- From: cedric thienot <cedric.thienot@lip6.fr>
- Date: Thu, 22 Jun 2000 16:59:17 +0200
- To: www-xml-schema-comments@w3.org
- Message-Id: <4.3.1.0.20000622153633.00b14d50@poleia.lip6.fr>
Dear all,
I didn't manage to find exactly what is the position of the
xml-schema group about the deterministic aspect of
a schema. Indeed there was a paragraph about determinism
in the XML spec (http://www.w3.org/TR/1998/REC-xml-19980210#determinism)
We would like to know your position on
1) the non deterministic models that you can find in a DTD
- ((a, b) | (a, c))
- (a*, a)
2) recursive models (a contains b and b contains a).
2) and new ones such as :
- a2 is an equivClass of a1
and the content model is :
((a1, b) | (a2, b))
Thank you for your response,
Cédric Thiénot.
The XML Part about determinism :
<< Deterministic Content Models (Non-Normative)
For compatibility, it is required that content models in element
type declarations be deterministic. SGML requires deterministic
content models (it calls them "unambiguous"); XML processors
built using SGML systems may flag non-deterministic content
models as errors.
For example, the content model ((b, c) | (b, d)) is
non-deterministic,
because given an initial b the parser cannot know which b in the
model is
being matched without looking ahead to see which element follows
the b.
In this case, the two references to b can be collapsed into a single
reference, making the model read (b, (c | d)). An initial b now
clearly matches
only a single name in the content model. The parser doesn't need to
look ahead to see what follows; either c or d would be accepted.
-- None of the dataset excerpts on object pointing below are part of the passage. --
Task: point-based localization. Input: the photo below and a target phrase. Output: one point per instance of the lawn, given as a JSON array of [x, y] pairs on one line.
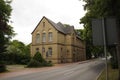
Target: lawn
[[112, 74], [15, 67]]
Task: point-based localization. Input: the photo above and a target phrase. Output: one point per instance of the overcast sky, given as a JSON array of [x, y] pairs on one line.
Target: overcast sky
[[26, 15]]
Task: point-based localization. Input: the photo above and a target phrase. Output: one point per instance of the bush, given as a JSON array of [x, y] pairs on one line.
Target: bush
[[34, 63], [38, 61]]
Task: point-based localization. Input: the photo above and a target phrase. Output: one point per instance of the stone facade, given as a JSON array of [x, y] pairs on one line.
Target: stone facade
[[57, 43]]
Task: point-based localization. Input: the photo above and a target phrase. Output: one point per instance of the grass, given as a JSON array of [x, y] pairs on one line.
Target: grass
[[112, 74]]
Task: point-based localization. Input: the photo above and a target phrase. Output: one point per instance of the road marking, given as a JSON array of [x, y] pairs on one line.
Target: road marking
[[70, 72]]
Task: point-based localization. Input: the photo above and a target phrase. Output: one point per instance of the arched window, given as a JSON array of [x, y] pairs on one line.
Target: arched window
[[37, 38], [43, 37], [50, 36]]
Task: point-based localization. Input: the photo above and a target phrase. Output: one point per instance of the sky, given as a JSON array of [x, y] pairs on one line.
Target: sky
[[26, 14]]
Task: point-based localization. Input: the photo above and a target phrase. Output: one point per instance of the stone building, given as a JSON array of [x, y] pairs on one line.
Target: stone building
[[57, 43]]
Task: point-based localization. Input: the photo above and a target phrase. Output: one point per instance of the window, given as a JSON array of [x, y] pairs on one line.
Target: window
[[43, 24], [37, 49], [43, 49], [38, 38], [44, 37], [50, 36]]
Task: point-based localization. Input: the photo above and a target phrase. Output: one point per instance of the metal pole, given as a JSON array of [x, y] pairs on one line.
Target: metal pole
[[117, 49], [105, 50]]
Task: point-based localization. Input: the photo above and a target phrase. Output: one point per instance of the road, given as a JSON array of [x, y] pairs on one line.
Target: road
[[85, 71]]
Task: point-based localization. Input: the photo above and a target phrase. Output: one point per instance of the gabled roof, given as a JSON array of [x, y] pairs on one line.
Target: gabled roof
[[59, 27]]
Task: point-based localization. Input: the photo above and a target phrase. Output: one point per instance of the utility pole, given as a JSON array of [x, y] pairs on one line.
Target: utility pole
[[105, 47]]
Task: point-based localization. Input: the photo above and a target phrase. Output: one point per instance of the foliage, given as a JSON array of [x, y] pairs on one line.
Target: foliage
[[97, 9], [6, 31], [38, 61], [17, 53]]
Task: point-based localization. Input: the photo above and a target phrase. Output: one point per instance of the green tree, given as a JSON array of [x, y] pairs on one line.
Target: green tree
[[6, 31], [97, 9]]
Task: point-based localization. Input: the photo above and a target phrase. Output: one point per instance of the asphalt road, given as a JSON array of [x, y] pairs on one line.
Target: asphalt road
[[85, 71]]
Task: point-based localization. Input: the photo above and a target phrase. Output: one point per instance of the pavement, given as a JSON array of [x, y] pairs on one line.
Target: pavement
[[18, 70], [86, 70]]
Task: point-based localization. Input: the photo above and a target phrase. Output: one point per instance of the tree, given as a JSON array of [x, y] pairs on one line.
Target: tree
[[6, 31], [97, 9]]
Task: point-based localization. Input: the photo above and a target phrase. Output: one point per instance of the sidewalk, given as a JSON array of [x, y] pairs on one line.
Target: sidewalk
[[23, 71]]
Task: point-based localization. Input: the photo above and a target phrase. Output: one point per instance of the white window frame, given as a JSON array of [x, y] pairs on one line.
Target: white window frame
[[50, 36], [43, 37], [37, 38]]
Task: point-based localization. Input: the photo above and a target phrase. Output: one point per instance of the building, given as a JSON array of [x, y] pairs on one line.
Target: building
[[56, 42]]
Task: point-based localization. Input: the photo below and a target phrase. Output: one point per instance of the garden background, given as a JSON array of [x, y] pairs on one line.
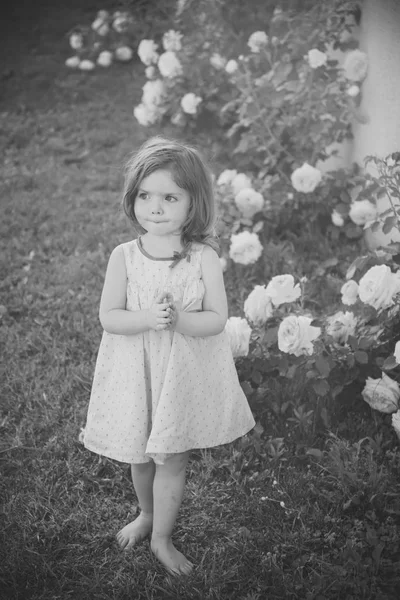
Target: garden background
[[307, 506]]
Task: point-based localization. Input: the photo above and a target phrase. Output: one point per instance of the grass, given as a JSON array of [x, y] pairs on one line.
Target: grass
[[64, 136]]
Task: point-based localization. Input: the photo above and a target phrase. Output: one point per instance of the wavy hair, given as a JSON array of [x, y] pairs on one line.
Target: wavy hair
[[190, 172]]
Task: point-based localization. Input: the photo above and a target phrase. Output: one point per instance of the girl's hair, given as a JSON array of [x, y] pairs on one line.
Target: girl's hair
[[190, 172]]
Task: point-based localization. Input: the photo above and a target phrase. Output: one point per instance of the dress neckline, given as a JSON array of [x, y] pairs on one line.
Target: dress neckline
[[145, 253]]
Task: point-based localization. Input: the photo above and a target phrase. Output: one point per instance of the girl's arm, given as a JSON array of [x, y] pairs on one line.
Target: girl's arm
[[113, 314], [212, 319]]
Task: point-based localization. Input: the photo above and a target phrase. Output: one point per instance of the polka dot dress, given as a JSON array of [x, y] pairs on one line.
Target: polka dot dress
[[160, 392]]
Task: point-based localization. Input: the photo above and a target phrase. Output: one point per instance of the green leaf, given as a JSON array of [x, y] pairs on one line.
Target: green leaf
[[322, 365], [321, 387], [361, 357]]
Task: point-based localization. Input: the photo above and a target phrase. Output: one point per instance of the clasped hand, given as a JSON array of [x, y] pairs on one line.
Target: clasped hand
[[163, 314]]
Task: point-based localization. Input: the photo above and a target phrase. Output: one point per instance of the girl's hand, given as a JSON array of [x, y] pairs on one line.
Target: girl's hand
[[158, 316]]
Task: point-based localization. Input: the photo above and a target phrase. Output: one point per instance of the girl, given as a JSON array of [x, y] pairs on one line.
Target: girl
[[165, 380]]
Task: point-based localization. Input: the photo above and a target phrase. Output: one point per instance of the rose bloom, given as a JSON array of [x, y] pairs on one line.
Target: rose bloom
[[355, 65], [306, 178], [153, 92], [104, 59], [349, 291], [147, 52], [86, 65], [150, 72], [231, 66], [296, 335], [378, 287], [226, 177], [396, 423], [146, 114], [73, 62], [76, 41], [316, 58], [257, 40], [172, 41], [103, 29], [382, 394], [337, 218], [249, 202], [363, 212], [190, 102], [123, 53], [341, 325], [217, 61], [240, 182], [245, 248], [169, 65], [397, 352], [238, 331], [281, 289], [258, 306]]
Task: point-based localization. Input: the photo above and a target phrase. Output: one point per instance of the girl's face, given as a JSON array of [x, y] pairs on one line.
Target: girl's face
[[161, 206]]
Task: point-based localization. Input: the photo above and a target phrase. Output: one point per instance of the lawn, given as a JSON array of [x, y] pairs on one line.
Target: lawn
[[257, 524]]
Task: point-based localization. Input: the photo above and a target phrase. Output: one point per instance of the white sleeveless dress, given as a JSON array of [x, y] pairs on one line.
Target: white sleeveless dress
[[160, 392]]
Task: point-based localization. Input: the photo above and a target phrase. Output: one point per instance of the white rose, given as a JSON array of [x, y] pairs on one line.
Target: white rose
[[281, 289], [245, 248], [349, 291], [190, 102], [316, 58], [103, 29], [296, 335], [363, 212], [306, 178], [217, 61], [397, 352], [257, 40], [73, 62], [172, 41], [97, 23], [249, 202], [396, 423], [353, 91], [76, 41], [169, 65], [382, 394], [378, 287], [120, 23], [226, 177], [355, 65], [150, 72], [238, 331], [231, 66], [86, 65], [104, 59], [258, 306], [146, 114], [147, 52], [239, 182], [123, 53], [154, 92], [341, 325], [337, 218]]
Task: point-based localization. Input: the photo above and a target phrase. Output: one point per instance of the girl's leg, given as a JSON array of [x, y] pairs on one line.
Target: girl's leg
[[142, 477], [168, 488]]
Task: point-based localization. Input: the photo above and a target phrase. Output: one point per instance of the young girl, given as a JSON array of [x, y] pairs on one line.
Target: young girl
[[165, 380]]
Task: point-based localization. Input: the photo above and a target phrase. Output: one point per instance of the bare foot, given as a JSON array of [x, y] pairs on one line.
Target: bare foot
[[170, 557], [135, 531]]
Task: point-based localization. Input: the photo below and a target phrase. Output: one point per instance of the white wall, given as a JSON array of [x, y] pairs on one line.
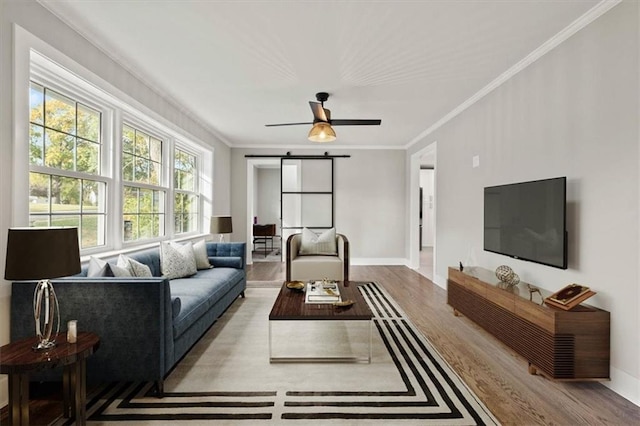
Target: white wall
[[369, 200], [573, 113], [48, 30]]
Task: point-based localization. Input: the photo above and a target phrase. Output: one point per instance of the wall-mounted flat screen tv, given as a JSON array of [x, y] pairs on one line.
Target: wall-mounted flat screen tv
[[527, 221]]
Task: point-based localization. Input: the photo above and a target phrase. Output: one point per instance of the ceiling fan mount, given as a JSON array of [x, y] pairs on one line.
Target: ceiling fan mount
[[322, 96]]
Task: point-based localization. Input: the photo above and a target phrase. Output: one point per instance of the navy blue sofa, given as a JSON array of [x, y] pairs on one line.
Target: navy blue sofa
[[145, 325]]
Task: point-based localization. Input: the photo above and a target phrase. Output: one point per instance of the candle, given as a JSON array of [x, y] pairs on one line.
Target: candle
[[72, 331]]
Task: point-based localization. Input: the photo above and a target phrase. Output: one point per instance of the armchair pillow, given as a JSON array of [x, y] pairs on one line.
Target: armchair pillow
[[318, 244]]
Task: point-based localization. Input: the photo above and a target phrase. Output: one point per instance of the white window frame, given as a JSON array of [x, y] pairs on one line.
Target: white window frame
[[38, 61]]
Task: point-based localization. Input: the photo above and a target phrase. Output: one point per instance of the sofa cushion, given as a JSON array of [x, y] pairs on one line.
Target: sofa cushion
[[135, 268], [200, 253], [98, 268], [176, 305], [199, 293], [227, 262], [177, 261], [318, 244]]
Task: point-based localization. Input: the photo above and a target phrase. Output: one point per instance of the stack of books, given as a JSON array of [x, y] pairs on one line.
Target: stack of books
[[322, 292], [569, 297]]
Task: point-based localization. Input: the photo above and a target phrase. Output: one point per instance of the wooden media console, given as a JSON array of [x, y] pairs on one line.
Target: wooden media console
[[564, 345]]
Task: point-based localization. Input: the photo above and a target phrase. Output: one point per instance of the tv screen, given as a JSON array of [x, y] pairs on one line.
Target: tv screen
[[527, 221]]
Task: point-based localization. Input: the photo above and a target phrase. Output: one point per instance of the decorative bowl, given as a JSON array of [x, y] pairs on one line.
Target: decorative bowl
[[295, 285]]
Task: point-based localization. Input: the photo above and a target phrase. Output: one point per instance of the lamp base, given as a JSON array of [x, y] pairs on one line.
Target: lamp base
[[46, 313], [44, 345]]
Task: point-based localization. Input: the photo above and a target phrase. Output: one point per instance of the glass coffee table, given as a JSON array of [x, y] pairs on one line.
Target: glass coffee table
[[320, 332]]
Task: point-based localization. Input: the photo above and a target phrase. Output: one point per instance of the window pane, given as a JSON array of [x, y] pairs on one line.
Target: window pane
[[36, 145], [155, 173], [127, 167], [60, 112], [88, 157], [142, 145], [128, 138], [90, 232], [155, 148], [146, 201], [70, 220], [38, 193], [39, 221], [130, 204], [88, 123], [36, 103], [141, 170], [93, 194], [130, 227], [59, 150], [65, 194]]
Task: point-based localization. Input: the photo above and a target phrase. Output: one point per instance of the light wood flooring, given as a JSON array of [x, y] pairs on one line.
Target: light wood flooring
[[494, 372]]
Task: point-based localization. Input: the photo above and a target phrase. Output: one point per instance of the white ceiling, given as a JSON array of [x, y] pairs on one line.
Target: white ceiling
[[237, 66]]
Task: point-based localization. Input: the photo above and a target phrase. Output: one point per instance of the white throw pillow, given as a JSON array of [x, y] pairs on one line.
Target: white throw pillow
[[98, 268], [119, 272], [177, 261], [135, 268], [200, 252], [323, 244]]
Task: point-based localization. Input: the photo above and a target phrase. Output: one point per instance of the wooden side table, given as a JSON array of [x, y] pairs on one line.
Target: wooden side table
[[18, 359]]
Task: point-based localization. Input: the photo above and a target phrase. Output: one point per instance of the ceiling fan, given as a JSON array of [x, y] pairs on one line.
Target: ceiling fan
[[322, 121]]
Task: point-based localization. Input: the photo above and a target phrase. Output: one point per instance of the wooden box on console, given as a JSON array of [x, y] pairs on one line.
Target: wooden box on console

More formally: a finite state automaton may be constructed from
the content
model using the standard algorithms, e.g. algorithm 3.5 in section
3.9 of Aho, Sethi, and Ullman [Aho/Ullman]. In many such algorithms,
a follow set is constructed for each position in the regular
expression (i.e.,
each leaf node in the syntax tree for the regular expression); if
any position
has a follow set in which more than one following position is labeled
with the same element type name, then the content model is in
error and
may be reported as an error.
Algorithms exist which allow many but not all non-deterministic
content
models to be reduced automatically to equivalent deterministic
models;
see Brüggemann-Klein 1991 [Brüggemann-Klein].
>>
Received on Thursday, 22 June 2000 11:03:49 UTC